12. The method of claim 1, further comprising: determining the shadow parameters of the image to be detected;

determining the image quality of the image to be detected according to the definition parameter of the image to be detected and the shadow parameter of the image to be detected, wherein the image quality parameter of the image to be detected comprises the definition parameter of the image to be detected and the shadow parameter of the image to be detected.

13. The method of claim 12, wherein determining the shadow parameters of the image under test comprises:

carrying out binarization processing on the image to be detected to obtain a binarized image;

determining the area ratio of the shadow area to the image to be detected according to the binary image;

when the area ratio is larger than or equal to a preset ratio, determining the shadow parameter of the image to be detected as a parameter corresponding to a shadow-containing area, and when the area ratio is smaller than the preset ratio, determining the shadow parameter of the image to be detected as a parameter corresponding to a shadow-free area.

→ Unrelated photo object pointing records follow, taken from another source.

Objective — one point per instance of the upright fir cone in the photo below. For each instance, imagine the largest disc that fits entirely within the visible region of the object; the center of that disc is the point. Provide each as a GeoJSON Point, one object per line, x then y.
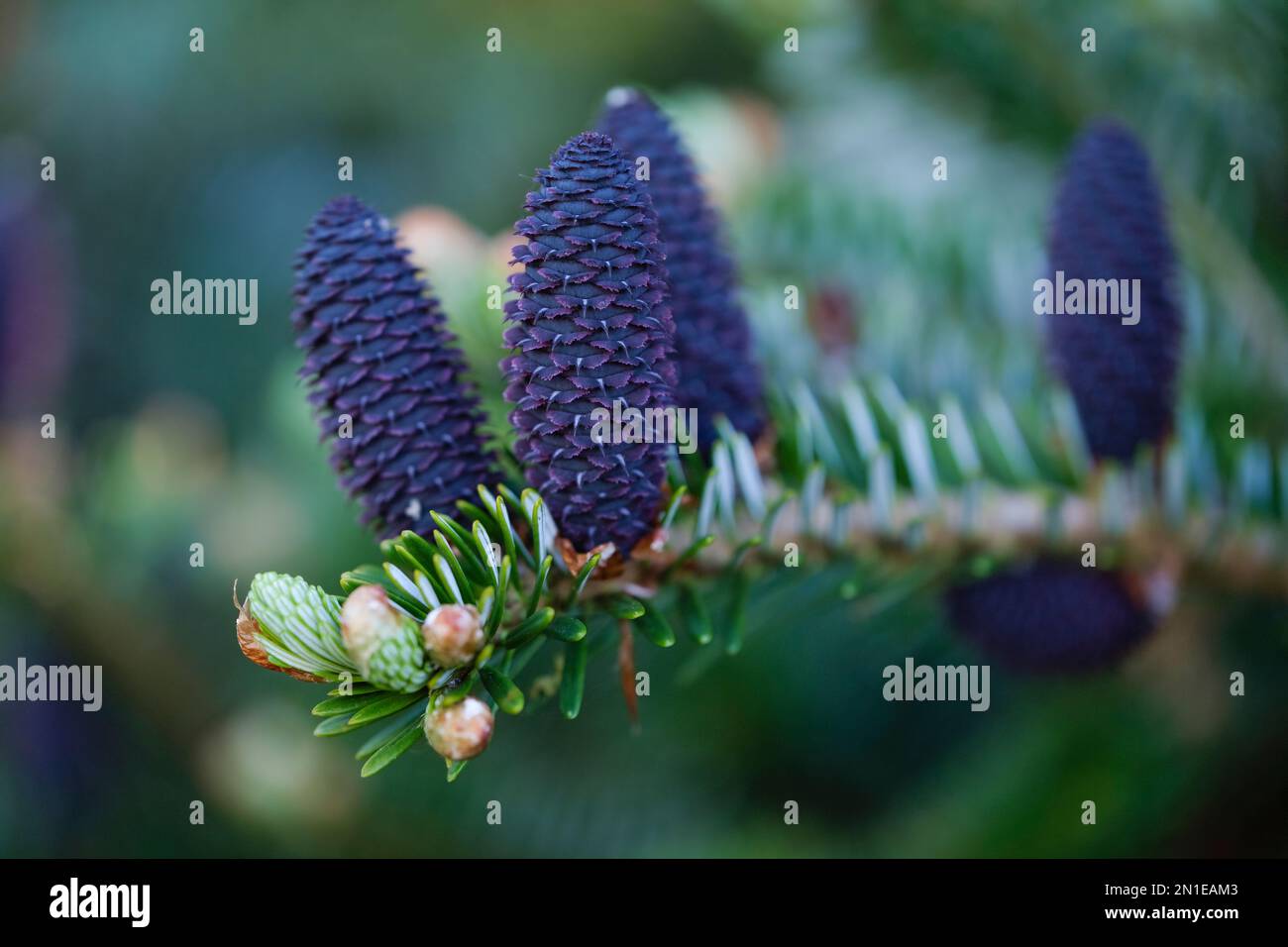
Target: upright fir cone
{"type": "Point", "coordinates": [1051, 616]}
{"type": "Point", "coordinates": [1109, 224]}
{"type": "Point", "coordinates": [377, 352]}
{"type": "Point", "coordinates": [589, 328]}
{"type": "Point", "coordinates": [712, 346]}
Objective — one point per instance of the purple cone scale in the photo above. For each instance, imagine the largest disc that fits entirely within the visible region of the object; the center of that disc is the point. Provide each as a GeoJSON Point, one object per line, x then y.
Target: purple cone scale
{"type": "Point", "coordinates": [712, 346]}
{"type": "Point", "coordinates": [1109, 223]}
{"type": "Point", "coordinates": [376, 352]}
{"type": "Point", "coordinates": [1050, 617]}
{"type": "Point", "coordinates": [590, 328]}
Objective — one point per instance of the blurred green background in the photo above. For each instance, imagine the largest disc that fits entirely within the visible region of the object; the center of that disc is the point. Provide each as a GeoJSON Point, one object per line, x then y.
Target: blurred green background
{"type": "Point", "coordinates": [193, 429]}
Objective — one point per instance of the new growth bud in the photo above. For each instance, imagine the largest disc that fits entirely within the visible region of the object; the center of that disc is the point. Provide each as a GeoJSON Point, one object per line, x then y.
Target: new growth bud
{"type": "Point", "coordinates": [382, 642]}
{"type": "Point", "coordinates": [454, 634]}
{"type": "Point", "coordinates": [460, 731]}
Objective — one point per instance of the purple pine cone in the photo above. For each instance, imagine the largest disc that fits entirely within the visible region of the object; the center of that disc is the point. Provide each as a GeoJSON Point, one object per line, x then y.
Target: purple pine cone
{"type": "Point", "coordinates": [1050, 617]}
{"type": "Point", "coordinates": [376, 350]}
{"type": "Point", "coordinates": [1109, 224]}
{"type": "Point", "coordinates": [713, 347]}
{"type": "Point", "coordinates": [590, 328]}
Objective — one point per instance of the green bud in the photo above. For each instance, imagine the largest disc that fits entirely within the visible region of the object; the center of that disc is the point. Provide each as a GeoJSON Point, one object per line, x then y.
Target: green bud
{"type": "Point", "coordinates": [382, 642]}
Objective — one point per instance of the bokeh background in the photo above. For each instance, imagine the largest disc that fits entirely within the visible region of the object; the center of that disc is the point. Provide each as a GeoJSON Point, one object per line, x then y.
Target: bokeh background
{"type": "Point", "coordinates": [184, 429]}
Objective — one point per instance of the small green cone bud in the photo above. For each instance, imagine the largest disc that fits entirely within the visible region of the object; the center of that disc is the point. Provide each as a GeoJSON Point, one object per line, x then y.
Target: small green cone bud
{"type": "Point", "coordinates": [382, 642]}
{"type": "Point", "coordinates": [286, 622]}
{"type": "Point", "coordinates": [454, 634]}
{"type": "Point", "coordinates": [460, 731]}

14. An image data processing apparatus characterized by comprising: the device comprises a segmentation module, a grading module, a definition calculation module and a quality calculation module;

the segmentation module is used for determining at least one image block according to an image to be detected;

the definition calculating module is used for determining the definition parameter of the image to be detected according to the definition score of the at least one image block;

the quality calculation module is used for determining the image quality of the image to be detected according to the image quality parameters of the image to be detected, and the image quality parameters of the image to be detected comprise the definition parameters of the image to be detected.

15. An electronic device, comprising: a processor and a memory, the processor being connected to the memory, the memory storing a computer program, the processor being configured to execute the computer program to implement the image data processing method as claimed in any one of claims 1 to 13.

16. A computer storage medium, comprising: the computer storage medium stores a computer program which, when executed by a processor, implements the image data processing method as described in any one of claims 1 to 13.